不動産を取得した相続人は、自己のために相続の開始があったことを知り、かつ、当該所有権を取得したことを知った日から3年以内に、所有権の移転登記を申請しなければならなくなります(改正法不動産登記法76条の2Ⅰ)。
新法では、所有権の登記名義人に対して、氏名、住所等の変更があった場合には、その変更があった日から2年以内に住所等の変更登記を義務づけています(改正不動産登記法76条の5)。
相続等により取得した土地を手放して国庫に帰属させる制度が新設されました。ただし、管理コストの国への転嫁の恐れ等に鑑みて、一定の要件を設定し、法務大臣の要件の審査を受ける必要があります。
新法は、相続開始から10年経過したときは、個別案件毎に異なる具体的相続分より分割の利益を消滅させる制度を創設しました(改正民法904条の3)。
現行の民法では、人単位の財産管理制度があるものの、個別不動産単位の財産管理制度がないため、財産管理が非効率となりがちである。そこで、新法は、不動産単位での財産管理制度を新設しています。
現行民法では、共有者の一部の所在が不明である場合や隣地が所有者不明土地である場合の対処規定がありませんでした。新法では、かかる不都合性を解消する規定が新設されています。
本件改正法は、不動産を取得した相続人に対して、その取得を知った日から3年以内に相続登記の申請をすることを義務づけています。また、正当な理由なく申請を怠った場合には、10万円以下の過料が課せられるようになります(改正不動産登記法164Ⅰ)。

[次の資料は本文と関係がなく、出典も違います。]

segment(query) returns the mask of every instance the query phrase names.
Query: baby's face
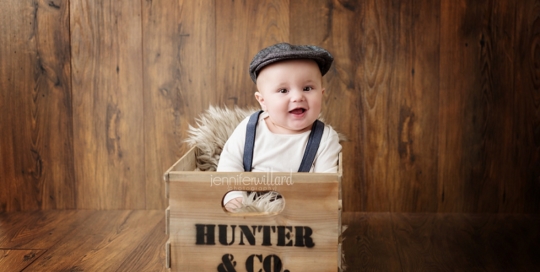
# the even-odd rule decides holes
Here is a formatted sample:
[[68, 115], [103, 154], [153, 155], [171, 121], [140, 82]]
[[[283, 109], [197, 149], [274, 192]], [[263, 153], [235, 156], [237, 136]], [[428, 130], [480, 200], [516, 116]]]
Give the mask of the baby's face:
[[322, 75], [313, 60], [287, 60], [265, 67], [257, 77], [255, 97], [268, 112], [274, 133], [294, 134], [311, 129], [321, 112]]

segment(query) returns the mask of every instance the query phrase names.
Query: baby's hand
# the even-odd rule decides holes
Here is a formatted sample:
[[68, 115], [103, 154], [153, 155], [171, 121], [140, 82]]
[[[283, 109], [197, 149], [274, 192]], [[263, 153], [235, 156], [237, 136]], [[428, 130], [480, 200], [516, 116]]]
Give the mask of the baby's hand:
[[242, 201], [244, 200], [243, 197], [236, 197], [236, 198], [233, 198], [231, 200], [229, 200], [229, 202], [225, 203], [225, 209], [229, 212], [233, 212], [234, 210], [242, 207]]

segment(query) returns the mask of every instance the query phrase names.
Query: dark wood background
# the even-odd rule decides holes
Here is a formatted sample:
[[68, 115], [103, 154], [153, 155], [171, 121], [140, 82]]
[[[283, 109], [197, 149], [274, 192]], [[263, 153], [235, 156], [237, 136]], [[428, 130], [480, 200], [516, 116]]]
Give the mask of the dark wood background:
[[0, 212], [164, 209], [270, 44], [335, 56], [345, 211], [540, 212], [539, 0], [0, 2]]

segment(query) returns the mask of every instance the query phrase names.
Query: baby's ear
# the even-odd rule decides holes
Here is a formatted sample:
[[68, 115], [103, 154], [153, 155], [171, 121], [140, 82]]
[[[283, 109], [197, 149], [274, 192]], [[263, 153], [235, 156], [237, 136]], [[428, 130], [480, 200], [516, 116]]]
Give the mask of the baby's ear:
[[255, 99], [257, 99], [257, 101], [259, 102], [259, 105], [261, 105], [261, 109], [263, 111], [266, 111], [266, 105], [264, 103], [264, 97], [262, 96], [262, 94], [259, 93], [259, 92], [256, 92], [255, 93]]

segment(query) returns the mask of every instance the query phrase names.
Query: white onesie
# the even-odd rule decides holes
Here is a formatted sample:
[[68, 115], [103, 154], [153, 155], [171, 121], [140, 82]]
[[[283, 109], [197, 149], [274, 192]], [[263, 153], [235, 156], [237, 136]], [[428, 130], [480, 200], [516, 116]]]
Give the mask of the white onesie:
[[[261, 113], [257, 123], [253, 151], [253, 172], [298, 172], [308, 142], [310, 130], [299, 134], [276, 134], [266, 126], [266, 112]], [[243, 156], [246, 127], [249, 116], [236, 127], [225, 145], [219, 159], [218, 172], [244, 172]], [[341, 151], [339, 136], [332, 127], [325, 125], [317, 155], [310, 172], [337, 172], [338, 154]], [[241, 197], [241, 191], [231, 191], [223, 203]]]

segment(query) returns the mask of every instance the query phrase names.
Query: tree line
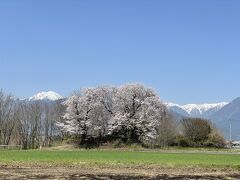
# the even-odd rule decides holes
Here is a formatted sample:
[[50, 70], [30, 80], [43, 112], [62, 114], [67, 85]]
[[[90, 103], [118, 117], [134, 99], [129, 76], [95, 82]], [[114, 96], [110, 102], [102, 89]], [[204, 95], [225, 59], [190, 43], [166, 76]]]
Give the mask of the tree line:
[[157, 93], [142, 84], [83, 88], [59, 101], [16, 100], [0, 91], [0, 144], [32, 149], [68, 138], [81, 147], [116, 141], [151, 148], [225, 146], [210, 121], [176, 121]]
[[0, 144], [50, 146], [59, 134], [56, 122], [63, 112], [61, 102], [18, 100], [0, 91]]

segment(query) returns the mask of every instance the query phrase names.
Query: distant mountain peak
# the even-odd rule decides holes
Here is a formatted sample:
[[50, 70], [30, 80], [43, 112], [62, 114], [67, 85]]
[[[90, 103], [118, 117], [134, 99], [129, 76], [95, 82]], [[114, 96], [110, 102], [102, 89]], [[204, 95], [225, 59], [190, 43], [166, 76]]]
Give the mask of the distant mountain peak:
[[165, 103], [165, 105], [166, 105], [167, 107], [181, 107], [179, 104], [171, 103], [171, 102]]
[[42, 91], [29, 98], [30, 101], [37, 101], [37, 100], [56, 101], [59, 99], [63, 99], [63, 97], [54, 91], [47, 91], [47, 92]]

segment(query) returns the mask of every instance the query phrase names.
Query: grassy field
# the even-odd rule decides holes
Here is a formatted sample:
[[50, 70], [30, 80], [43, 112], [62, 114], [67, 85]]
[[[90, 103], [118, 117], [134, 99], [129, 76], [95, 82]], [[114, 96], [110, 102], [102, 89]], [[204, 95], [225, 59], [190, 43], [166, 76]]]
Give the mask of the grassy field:
[[0, 151], [0, 162], [51, 165], [158, 165], [240, 169], [239, 154], [167, 153], [135, 151]]
[[240, 154], [194, 149], [0, 151], [0, 179], [240, 179]]

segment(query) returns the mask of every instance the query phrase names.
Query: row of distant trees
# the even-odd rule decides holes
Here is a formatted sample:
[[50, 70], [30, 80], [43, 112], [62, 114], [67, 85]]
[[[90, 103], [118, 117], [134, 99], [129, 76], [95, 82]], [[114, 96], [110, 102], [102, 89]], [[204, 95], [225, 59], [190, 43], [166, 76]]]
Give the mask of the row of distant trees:
[[0, 91], [0, 144], [25, 149], [73, 138], [82, 147], [121, 142], [146, 147], [224, 147], [207, 120], [177, 122], [157, 93], [142, 84], [84, 88], [59, 101], [16, 100]]
[[50, 146], [59, 134], [56, 122], [63, 112], [60, 102], [16, 100], [0, 91], [0, 144], [24, 149]]

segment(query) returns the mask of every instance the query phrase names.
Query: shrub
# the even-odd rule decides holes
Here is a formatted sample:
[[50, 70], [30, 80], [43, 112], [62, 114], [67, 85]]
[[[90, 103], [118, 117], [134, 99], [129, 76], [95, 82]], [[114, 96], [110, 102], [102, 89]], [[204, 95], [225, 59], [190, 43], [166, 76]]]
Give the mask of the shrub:
[[213, 132], [208, 136], [208, 140], [204, 143], [204, 146], [224, 148], [226, 147], [226, 141], [219, 133]]

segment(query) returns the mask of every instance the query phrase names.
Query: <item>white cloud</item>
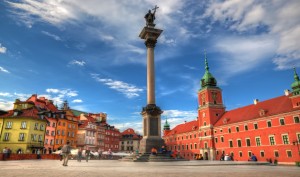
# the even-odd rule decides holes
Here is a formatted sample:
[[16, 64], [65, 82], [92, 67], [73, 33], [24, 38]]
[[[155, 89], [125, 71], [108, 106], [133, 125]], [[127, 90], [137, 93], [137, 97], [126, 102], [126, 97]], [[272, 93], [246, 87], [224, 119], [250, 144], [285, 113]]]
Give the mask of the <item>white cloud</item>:
[[6, 69], [4, 69], [3, 67], [0, 66], [0, 71], [4, 72], [4, 73], [10, 73], [9, 71], [7, 71]]
[[0, 92], [0, 96], [3, 96], [3, 97], [12, 97], [13, 95], [8, 93], [8, 92]]
[[32, 27], [37, 21], [61, 25], [64, 21], [71, 21], [75, 18], [72, 12], [75, 9], [69, 9], [66, 6], [67, 3], [60, 0], [6, 2], [15, 9], [14, 13], [18, 15], [19, 20], [22, 20], [28, 27]]
[[80, 99], [75, 99], [75, 100], [72, 101], [72, 103], [82, 103], [82, 102], [83, 102], [83, 101], [80, 100]]
[[71, 64], [71, 65], [78, 65], [78, 66], [84, 66], [86, 63], [83, 60], [81, 60], [81, 61], [79, 61], [79, 60], [72, 60], [72, 61], [70, 61], [69, 64]]
[[59, 89], [53, 89], [53, 88], [49, 88], [49, 89], [46, 89], [46, 92], [47, 93], [54, 93], [54, 94], [58, 94], [59, 96], [61, 97], [75, 97], [77, 96], [77, 91], [74, 91], [74, 90], [71, 90], [71, 89], [62, 89], [62, 90], [59, 90]]
[[190, 70], [198, 70], [196, 67], [194, 66], [189, 66], [189, 65], [183, 65], [184, 67], [190, 69]]
[[[231, 36], [222, 40], [216, 39], [216, 50], [226, 56], [219, 61], [219, 72], [222, 74], [218, 80], [225, 82], [232, 75], [254, 69], [274, 56], [276, 43], [276, 38], [265, 36]], [[222, 84], [224, 83], [221, 82]]]
[[203, 17], [211, 17], [213, 22], [221, 22], [223, 26], [241, 34], [254, 31], [262, 33], [260, 37], [273, 38], [273, 42], [278, 44], [273, 62], [277, 69], [288, 69], [300, 65], [299, 6], [298, 0], [212, 0]]
[[46, 36], [49, 36], [49, 37], [53, 38], [56, 41], [62, 41], [62, 39], [59, 36], [55, 35], [55, 34], [51, 34], [47, 31], [42, 31], [42, 33], [45, 34]]
[[0, 100], [0, 110], [11, 110], [14, 106], [13, 101], [2, 101]]
[[127, 98], [134, 98], [140, 96], [139, 93], [143, 92], [142, 88], [135, 85], [128, 84], [123, 81], [112, 80], [107, 78], [100, 78], [97, 74], [91, 74], [97, 82], [107, 85], [109, 88], [124, 94]]
[[46, 89], [46, 92], [47, 92], [47, 93], [59, 93], [60, 90], [50, 88], [50, 89]]
[[6, 53], [6, 47], [2, 46], [0, 43], [0, 53]]

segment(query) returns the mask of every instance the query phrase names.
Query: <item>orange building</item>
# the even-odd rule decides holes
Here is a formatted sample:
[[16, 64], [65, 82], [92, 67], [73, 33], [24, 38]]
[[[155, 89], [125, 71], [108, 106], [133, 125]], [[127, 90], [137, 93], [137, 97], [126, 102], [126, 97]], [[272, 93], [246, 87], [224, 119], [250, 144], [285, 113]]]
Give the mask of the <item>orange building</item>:
[[71, 147], [77, 146], [77, 130], [78, 130], [78, 117], [73, 114], [65, 101], [61, 114], [56, 115], [57, 126], [55, 133], [54, 150], [60, 149], [68, 141]]
[[197, 120], [172, 130], [166, 124], [164, 129], [166, 145], [182, 157], [193, 159], [202, 154], [204, 159], [219, 160], [228, 154], [234, 160], [247, 161], [254, 153], [258, 161], [300, 161], [300, 80], [296, 70], [292, 92], [286, 90], [283, 96], [226, 111], [222, 90], [205, 58], [198, 104]]

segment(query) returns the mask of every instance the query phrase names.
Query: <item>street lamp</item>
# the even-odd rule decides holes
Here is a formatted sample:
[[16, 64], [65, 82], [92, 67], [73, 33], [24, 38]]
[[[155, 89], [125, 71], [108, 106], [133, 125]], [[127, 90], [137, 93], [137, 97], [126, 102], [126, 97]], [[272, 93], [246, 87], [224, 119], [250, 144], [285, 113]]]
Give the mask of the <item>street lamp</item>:
[[300, 144], [300, 142], [299, 142], [298, 140], [295, 140], [295, 141], [293, 141], [292, 143], [293, 143], [293, 145], [297, 145], [297, 148], [298, 148], [298, 154], [299, 154], [299, 156], [300, 156], [300, 149], [299, 149], [299, 144]]

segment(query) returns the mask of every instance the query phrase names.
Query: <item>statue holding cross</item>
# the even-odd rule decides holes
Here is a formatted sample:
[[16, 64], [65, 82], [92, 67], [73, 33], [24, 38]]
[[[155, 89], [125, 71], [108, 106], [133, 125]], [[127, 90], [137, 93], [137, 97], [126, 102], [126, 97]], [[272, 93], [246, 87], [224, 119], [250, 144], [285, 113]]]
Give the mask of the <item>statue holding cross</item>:
[[155, 12], [156, 9], [158, 9], [159, 7], [157, 7], [157, 5], [155, 5], [155, 7], [152, 9], [153, 13], [151, 12], [151, 10], [148, 11], [148, 13], [145, 15], [145, 20], [146, 20], [146, 26], [147, 27], [154, 27], [154, 20], [155, 20]]

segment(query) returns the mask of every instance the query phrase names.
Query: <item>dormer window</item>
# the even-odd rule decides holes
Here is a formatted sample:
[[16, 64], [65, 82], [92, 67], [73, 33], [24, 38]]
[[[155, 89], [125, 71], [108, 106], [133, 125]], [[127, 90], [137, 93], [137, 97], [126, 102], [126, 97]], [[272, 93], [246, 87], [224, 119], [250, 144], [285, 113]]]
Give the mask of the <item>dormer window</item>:
[[267, 110], [261, 109], [259, 110], [259, 115], [264, 116], [267, 113]]
[[14, 116], [17, 116], [19, 114], [18, 111], [14, 111]]

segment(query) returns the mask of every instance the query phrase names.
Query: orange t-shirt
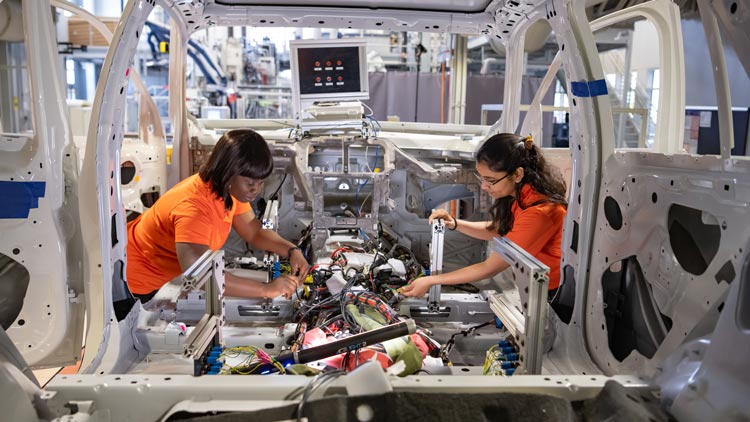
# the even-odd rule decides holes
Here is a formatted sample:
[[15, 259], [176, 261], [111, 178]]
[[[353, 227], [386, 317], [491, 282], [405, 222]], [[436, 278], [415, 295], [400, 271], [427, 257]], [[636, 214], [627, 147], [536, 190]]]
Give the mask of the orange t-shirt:
[[[533, 204], [545, 196], [530, 185], [521, 188], [522, 204]], [[526, 209], [513, 203], [513, 228], [506, 237], [549, 267], [549, 290], [560, 286], [562, 227], [565, 207], [554, 202], [542, 202]]]
[[235, 215], [250, 204], [232, 198], [232, 209], [211, 185], [194, 174], [164, 194], [148, 211], [128, 223], [128, 288], [137, 294], [159, 289], [182, 273], [175, 243], [197, 243], [220, 249]]

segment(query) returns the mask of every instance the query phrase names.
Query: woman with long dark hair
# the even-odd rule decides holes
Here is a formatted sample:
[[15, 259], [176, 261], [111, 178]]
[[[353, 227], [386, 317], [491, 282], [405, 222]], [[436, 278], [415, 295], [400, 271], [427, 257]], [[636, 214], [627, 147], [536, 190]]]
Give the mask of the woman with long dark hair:
[[293, 243], [263, 230], [249, 202], [273, 171], [265, 139], [251, 129], [226, 132], [200, 169], [128, 223], [127, 282], [146, 302], [161, 286], [189, 268], [207, 250], [222, 247], [235, 231], [253, 246], [287, 257], [292, 276], [258, 283], [224, 274], [227, 296], [272, 298], [289, 295], [307, 274], [308, 263]]
[[[487, 139], [476, 153], [477, 177], [494, 203], [491, 221], [465, 221], [436, 210], [429, 221], [443, 219], [449, 230], [490, 240], [506, 236], [550, 268], [549, 290], [560, 285], [560, 243], [567, 202], [562, 175], [550, 166], [531, 137], [500, 133]], [[470, 283], [508, 268], [492, 253], [478, 264], [450, 273], [421, 277], [402, 289], [405, 296], [423, 296], [437, 284]]]

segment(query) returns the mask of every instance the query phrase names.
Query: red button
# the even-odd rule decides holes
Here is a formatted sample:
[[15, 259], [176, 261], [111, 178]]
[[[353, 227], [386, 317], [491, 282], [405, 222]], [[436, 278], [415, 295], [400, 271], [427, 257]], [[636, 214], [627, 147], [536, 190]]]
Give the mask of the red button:
[[317, 78], [315, 78], [315, 82], [320, 82], [320, 76], [318, 76]]
[[331, 82], [331, 77], [330, 77], [330, 76], [326, 77], [326, 80], [327, 80], [328, 82]]
[[320, 62], [315, 62], [315, 67], [320, 67]]
[[341, 60], [336, 61], [336, 66], [341, 66]]
[[328, 60], [328, 61], [326, 62], [326, 66], [330, 66], [330, 65], [331, 65], [331, 61], [330, 61], [330, 60]]
[[343, 76], [339, 76], [339, 77], [338, 77], [338, 78], [336, 78], [336, 79], [338, 79], [338, 80], [339, 80], [339, 82], [341, 82], [341, 81], [343, 81], [343, 80], [344, 80], [344, 77], [343, 77]]

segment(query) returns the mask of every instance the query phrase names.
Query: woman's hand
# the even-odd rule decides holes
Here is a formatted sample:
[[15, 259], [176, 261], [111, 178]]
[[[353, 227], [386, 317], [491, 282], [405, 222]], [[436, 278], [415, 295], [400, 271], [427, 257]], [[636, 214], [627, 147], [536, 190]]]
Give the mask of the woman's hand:
[[289, 255], [288, 259], [289, 265], [292, 267], [292, 275], [299, 277], [300, 283], [305, 281], [310, 264], [307, 263], [302, 251], [299, 249], [292, 250], [292, 254]]
[[422, 297], [428, 290], [430, 290], [430, 287], [436, 284], [438, 283], [436, 282], [435, 277], [420, 277], [412, 280], [410, 284], [402, 287], [399, 291], [406, 297]]
[[433, 220], [443, 220], [445, 222], [445, 226], [448, 227], [451, 230], [455, 230], [456, 228], [456, 219], [452, 215], [448, 214], [448, 211], [444, 209], [437, 209], [432, 210], [432, 214], [430, 214], [430, 217], [427, 219], [427, 221], [432, 224]]
[[273, 299], [281, 295], [291, 297], [297, 289], [297, 277], [282, 275], [265, 285], [264, 297]]

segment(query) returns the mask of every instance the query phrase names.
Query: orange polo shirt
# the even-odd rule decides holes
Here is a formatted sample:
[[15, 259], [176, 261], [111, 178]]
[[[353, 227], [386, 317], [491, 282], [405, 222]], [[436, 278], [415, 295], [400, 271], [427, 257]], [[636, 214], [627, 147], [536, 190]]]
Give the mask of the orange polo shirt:
[[[521, 188], [522, 204], [533, 204], [545, 196], [531, 185]], [[513, 203], [513, 228], [506, 237], [549, 267], [549, 290], [560, 286], [562, 227], [566, 209], [561, 204], [543, 202], [526, 209]]]
[[128, 288], [148, 294], [182, 273], [175, 243], [197, 243], [220, 249], [235, 215], [250, 204], [232, 198], [232, 208], [211, 185], [194, 174], [164, 194], [148, 211], [128, 223]]

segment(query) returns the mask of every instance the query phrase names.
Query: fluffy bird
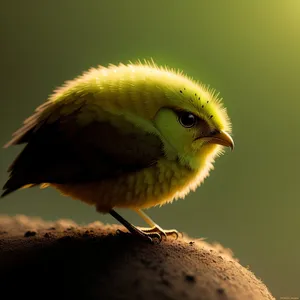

現状、住所変更登記は、義務とされておらず、転居のたびに登記をする煩わしさから、放置されがちです。そのため、新法では、所有権の登記名義人に対して、氏名、住所等の変更があった場合には、その変更があった日から2年以内に住所等の変更登記を義務づけています(改正不動産登記法76条の5)。また、その変更登記手続の簡便化を図る目的から、登記官に、他の公的機関(住基ネットなど)から取得した情報に基づき、職権で変更登記を可能とさせる制度も導入されます(改正不動産登記法76条の6)。
土地を相続したとしても手放したいと考える者が増加していることや相続を契機とした不動産管理の負担感が増し、将来的に所有者不明土地化する懸念があることから、相続等により取得した土地を手放して国庫に帰属させる制度が新設されました。ただし、管理コストの国への転嫁の恐れ等に鑑みて、一定の要件を設定し、法務大臣の要件の審査を受ける必要があります。